讲他年轻时如何地显山显水,也就是背起斜角扮桶走三五里不换肩,穿白府稠衬褂插田不沾一星泥……或者也讲起后生子时节跟相好的做些荒唐事,只讲起不晓得帮别个生过好多崽。
陈芝麻,烂谷子,一撮箕一撮箕搬,冒得一点收留的。
本家徒弟跟前最上口的,就是那段打那王八蛋本家主任的事。那确实可以显示自己的辈分和贵态。
打本家主任的故事只是头三天就讲了两遍,如今永生早就烂熟。不过是陈古十八年前大爹的一回吼断当阳桥。
说是,粮站主任平素子在大爹跟前一直说跟大爹平辈,这回屋漏,请大爹到家里翻瓦,他堂客拿出漏湿了的家谱箱子出来晒,被大爹发现主任原来比自己小了一辈。还不是,就搧了这王八蛋主任两耳巴,就不再跟王八蛋翻瓦,就吃了王八蛋陪罪的一桌酒席……
大爹每回子讲完都是说:“唉,如今章家有我这个辈分的不晓得还有不有哦!永生你不晓得什么辈分的?你老驾胡子生前就冒跟你说起过?唉唉,你是哪一辈的都不晓得哒……”
章主任比大爹还大两岁,也少了大爹一辈,永生却连哪一辈也不清白了,难免生出些惭愧,也就愈加敬畏大爹。
这天,正在早就退休的王八蛋主任下边屋里杀猪。师徒俩将一头半分钟前还嚎叫得山响的大肥猪从屠凳上掀进澡盆。
大爹将手在腰围裙上擦擦,接过主家递过来的过滤嘴,一边等毛猪的水开,一边让那畜生兀自在澡盆里噗噗地从杀口眼里冒红泡子,一边又摆开了谱。
“那王八蛋真不是个东西,败了我们老章家门风。好多年我事他如兄(不晓得大爹哪里来的古话),对他几多恭敬。冒谅他敢冒派……我看清白他的家谱,走拢去,二话不讲,只问他哪一辈。这王八蛋也乖巧,半点不敢狡辩。还有么子,左右开弓……永生,捡场,来水……

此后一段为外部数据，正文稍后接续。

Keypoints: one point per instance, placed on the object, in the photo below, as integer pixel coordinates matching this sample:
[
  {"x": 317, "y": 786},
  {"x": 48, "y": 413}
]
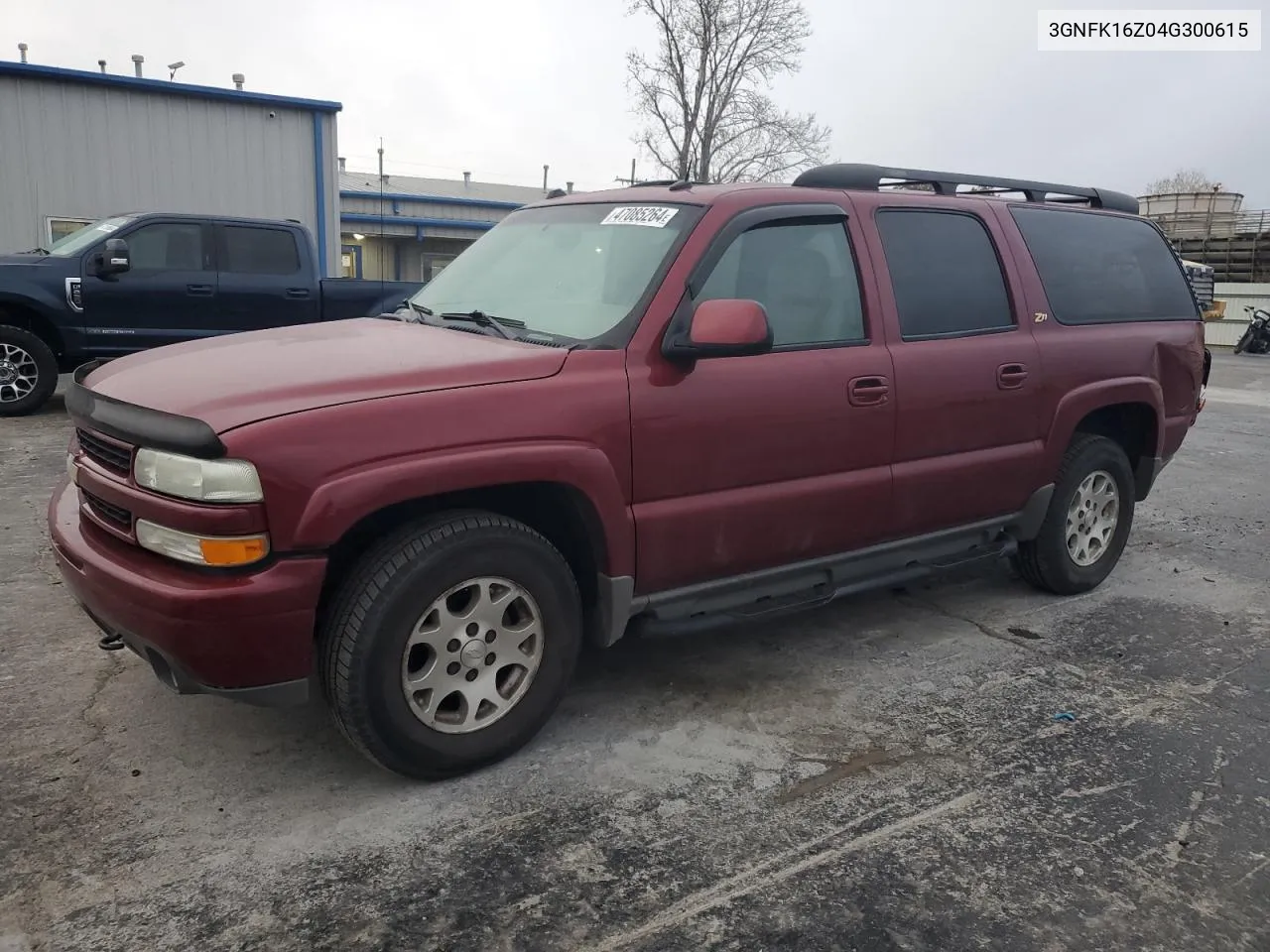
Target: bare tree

“打了只捂得脸,敢作声?他屋里堂客从灶屋里跑出来怕是想撒泼,嘿,个把子孙二娘,我章屠户也是开店的。搭帮她老倌子加紧拦起哒……
(大爹说话冒留神,这地方猪婆子交配上哒也叫“拦起哒”,惹得旁边一群看热闹的伢妹子只是捂起嘴巴笑。)
“笑么子?妹子家,你只怕又是那个意思不?二猛子,莫只看热闹,帮你永生哥捡拾刮刨,大爹先吃完这壶烟……
“刚才说得哪里来哒?……我堂屋里太师椅子上一坐,敢不治他的罪……咹!又值得好笑?你们懂得么子!这冒派在宗法里是可以沉塘的。沉塘,你们哪个见过?国有国法,族有族规,好耍的?咳咳……
“吃食堂那年南边下来联络修谱的,人都不限定认得,讲起就是的。招呼他吃住不算,手头再打背弓,也要添份子,还要送他盘缠。大娭的玉手镯就是那次添了份子……永生,你脚把子还冒空心,力气哪里去了?挺棍冒到堂。打起点。再进!进……
“唉唉,永生伢子是哪一辈的也不清白哒,要再修家谱……”
“大爹,我哥前天回来问了他,他只晓得我们家爷崽两辈的哒。”永生伢子抽出挺棍,冒了一句。
大爹眼也圆了,“你哥记得?那就好,那就好!是么子辈的?”
永生怯怯地说:“我哥讲,老驾是‘昭’字辈,我们是‘昌’字辈。不晓得小大爹几辈了?”
大爹眼睛看着自己的手在腰围裙上搓擦,喉结滚了几滚,只不作声。
永生伢子冒听到反应,将已对准猪脚吹气口的嘴巴松开,又怯怯地问:“小得很吧?”
大爹吞了一口唾液,说:“你还不是比我……大了一派。”说完,一双上眼皮无力地抬了起来。
永生伢子这一好惊,两只手抱着猪脚,嘴巴张了几张,也到底冒作出声。
大爹拨开永生的手,对他说:“歇一阵子,我来吹。”
大爹到底年纪来了,加上永生跟他后,这几个月冒吹过了,颈根上青筋凸起好高,脸也神像哒猪肝色,猪还是冒胀足。
永生旁边看了,也还是过意不去。